I wasn’t going to make it. I knew that. I had only been in the water for ten minutes. Not even that. Five. And I was tired. We were still in the bay. Hammer’s Island was still there. I banged my hand against the canoe. My fingernail was broken. I was just going to stop.“You okay, Dee?” Reilly looked down at me, her paddle across her legs. She was a three-time Bawigian; she had a tattoo of a fish on her wrist.

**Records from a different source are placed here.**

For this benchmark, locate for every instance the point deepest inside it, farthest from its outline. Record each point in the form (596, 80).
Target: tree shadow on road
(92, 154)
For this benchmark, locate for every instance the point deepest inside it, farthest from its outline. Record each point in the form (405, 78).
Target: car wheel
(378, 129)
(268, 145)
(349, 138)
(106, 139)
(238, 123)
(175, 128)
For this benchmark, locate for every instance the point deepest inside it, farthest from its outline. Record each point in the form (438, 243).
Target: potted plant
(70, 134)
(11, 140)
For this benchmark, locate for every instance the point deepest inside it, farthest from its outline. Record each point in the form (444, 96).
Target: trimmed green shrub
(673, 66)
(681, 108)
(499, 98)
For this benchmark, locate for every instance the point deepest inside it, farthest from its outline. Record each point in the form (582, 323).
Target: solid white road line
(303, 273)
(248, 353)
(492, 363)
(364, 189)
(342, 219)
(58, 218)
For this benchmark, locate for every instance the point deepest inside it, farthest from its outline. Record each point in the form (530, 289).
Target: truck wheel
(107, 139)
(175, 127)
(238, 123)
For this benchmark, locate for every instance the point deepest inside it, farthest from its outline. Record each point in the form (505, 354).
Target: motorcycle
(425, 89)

“Yeah.” I didn’t know why but I started again. I would make it out past Hammer’s, and that would be it.
“You’re doing great.”
I hated how dark the water was, how my arms went out in front of me and became brown and gross. The sunlight went down in long sharp lines and then got lost, like there was something there, branches, something reaching up, fish in the gloom. I closed my eyes and counted my strokes. I made it to ten before hitting the canoe again. “You want to take a break?”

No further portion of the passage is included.